The MECA jury has awarded the 2022 Mahowald Early Career Award to Chang Gao (Assistant Professor in ELCA) for the project "Accelerating Recurrent Neural Networks with Neuromorphic Principles." The project introduces efficient computing using the neuromorphic principles of spatial and temporal sparsity, leading to an energy-efficient accelerator for edge RNN computing. Gao's accomplishments have the potential to revolutionize applications in healthcare, wearables, and intelligent biomedical implants.
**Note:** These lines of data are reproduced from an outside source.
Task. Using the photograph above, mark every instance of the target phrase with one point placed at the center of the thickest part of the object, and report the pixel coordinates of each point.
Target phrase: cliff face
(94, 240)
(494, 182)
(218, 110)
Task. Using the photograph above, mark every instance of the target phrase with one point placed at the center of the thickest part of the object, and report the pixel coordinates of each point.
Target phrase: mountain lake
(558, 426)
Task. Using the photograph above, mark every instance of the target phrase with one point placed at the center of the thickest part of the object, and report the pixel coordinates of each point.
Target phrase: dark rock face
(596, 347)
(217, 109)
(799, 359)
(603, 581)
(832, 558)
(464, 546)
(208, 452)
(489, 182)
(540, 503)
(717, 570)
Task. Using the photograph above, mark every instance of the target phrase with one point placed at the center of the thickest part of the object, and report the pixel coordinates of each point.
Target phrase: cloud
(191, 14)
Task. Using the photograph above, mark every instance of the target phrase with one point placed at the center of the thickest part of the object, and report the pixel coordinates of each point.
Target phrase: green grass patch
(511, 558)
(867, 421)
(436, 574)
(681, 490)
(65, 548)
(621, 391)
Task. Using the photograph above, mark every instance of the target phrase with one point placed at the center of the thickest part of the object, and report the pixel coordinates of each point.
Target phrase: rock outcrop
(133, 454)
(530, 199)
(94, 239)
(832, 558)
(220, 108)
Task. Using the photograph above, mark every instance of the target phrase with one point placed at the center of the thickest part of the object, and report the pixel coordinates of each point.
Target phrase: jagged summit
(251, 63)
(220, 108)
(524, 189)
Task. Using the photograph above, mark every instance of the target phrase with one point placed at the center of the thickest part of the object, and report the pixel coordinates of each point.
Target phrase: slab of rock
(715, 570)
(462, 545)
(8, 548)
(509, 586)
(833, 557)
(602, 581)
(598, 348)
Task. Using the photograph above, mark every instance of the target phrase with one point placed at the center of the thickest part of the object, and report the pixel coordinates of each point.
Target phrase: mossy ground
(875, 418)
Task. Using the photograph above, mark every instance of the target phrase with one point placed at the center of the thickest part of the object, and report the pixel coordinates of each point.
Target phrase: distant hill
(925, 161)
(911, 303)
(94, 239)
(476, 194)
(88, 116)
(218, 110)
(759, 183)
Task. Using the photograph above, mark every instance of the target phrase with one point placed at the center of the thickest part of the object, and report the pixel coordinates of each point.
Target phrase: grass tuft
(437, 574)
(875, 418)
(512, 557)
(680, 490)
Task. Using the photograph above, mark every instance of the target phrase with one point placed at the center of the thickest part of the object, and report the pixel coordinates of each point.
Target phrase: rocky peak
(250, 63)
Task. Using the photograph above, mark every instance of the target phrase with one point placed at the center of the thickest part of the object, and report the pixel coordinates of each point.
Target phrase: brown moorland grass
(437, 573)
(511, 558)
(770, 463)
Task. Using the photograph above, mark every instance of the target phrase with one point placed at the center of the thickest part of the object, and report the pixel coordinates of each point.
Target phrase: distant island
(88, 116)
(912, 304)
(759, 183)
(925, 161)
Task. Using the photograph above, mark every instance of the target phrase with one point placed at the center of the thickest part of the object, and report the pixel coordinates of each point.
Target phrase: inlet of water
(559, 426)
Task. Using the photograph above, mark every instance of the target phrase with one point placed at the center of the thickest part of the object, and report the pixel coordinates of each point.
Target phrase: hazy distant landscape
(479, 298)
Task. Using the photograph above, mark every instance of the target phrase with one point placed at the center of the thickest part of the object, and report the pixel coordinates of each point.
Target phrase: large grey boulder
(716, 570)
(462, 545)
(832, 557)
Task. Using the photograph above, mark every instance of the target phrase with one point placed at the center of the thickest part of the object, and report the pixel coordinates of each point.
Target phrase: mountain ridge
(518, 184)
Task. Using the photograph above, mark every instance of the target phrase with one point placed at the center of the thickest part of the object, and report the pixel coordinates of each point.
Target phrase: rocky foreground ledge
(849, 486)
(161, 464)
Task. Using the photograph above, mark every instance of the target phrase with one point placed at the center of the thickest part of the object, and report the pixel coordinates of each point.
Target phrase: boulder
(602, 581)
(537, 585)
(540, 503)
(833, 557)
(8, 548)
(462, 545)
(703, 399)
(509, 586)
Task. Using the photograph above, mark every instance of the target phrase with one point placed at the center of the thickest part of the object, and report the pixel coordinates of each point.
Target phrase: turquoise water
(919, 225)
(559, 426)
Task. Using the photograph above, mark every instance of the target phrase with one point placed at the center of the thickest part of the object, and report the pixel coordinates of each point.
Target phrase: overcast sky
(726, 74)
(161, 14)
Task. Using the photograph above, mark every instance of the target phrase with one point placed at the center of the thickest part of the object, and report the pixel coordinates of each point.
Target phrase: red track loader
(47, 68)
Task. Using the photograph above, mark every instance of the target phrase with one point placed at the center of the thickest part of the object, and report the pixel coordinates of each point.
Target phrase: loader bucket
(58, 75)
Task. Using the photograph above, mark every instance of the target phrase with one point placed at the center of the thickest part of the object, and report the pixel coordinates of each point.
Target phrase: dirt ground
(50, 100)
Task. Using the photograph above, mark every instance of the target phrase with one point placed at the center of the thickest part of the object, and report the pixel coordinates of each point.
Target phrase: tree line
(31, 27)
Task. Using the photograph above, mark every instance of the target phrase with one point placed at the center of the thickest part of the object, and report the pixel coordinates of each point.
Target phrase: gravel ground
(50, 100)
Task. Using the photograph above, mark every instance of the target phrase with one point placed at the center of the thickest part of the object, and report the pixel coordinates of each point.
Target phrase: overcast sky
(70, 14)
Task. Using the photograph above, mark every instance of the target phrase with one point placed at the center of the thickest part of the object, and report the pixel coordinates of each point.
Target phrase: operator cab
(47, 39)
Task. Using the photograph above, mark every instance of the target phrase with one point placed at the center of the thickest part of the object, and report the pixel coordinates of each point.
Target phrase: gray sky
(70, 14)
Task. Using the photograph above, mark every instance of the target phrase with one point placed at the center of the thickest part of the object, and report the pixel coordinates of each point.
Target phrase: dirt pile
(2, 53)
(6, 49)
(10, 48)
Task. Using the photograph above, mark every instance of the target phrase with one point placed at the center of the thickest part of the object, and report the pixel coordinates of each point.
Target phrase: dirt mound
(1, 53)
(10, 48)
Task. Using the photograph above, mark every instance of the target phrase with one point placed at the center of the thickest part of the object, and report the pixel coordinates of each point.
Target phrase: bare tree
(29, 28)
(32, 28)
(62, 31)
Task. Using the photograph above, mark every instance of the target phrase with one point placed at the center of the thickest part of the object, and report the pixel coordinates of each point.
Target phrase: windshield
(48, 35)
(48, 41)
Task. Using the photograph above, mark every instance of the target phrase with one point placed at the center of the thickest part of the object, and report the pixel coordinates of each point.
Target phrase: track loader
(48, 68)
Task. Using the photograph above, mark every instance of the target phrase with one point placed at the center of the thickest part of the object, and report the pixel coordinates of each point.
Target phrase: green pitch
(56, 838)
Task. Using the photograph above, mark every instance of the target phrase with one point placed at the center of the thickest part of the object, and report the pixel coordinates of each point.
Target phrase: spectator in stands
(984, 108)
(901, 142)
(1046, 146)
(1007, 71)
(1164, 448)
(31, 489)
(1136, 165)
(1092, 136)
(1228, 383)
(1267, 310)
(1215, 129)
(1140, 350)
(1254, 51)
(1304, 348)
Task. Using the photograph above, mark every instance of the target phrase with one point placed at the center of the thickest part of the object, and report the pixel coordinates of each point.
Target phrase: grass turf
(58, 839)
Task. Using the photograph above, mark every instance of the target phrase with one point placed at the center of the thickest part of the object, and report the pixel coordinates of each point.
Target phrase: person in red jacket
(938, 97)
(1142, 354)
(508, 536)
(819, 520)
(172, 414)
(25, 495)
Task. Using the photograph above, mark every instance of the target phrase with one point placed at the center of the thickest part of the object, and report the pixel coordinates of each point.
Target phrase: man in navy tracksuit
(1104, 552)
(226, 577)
The Mahowald Early Career Award (MECA) recognizes an exceptionally talented student, as Misha Mahowald was. The Award is made for an innovative project that addresses a significant problem in neuromorphic engineering or related problems in neuroscience and neural computation. In their submission, candidates must make a convincing case for why their project fulfills this criterion.

Gao developed this work during his Ph.D. with the Sensors Group at the Institute of Neuroinformatics, University of Zurich and ETH Zurich. He is now a tenure-track assistant professor at TU Delft, where he has started a lab entitled "Efficient circuits & systems for Machine Intelligence" (EMI). Gao's Google scholar profile provides links to his work.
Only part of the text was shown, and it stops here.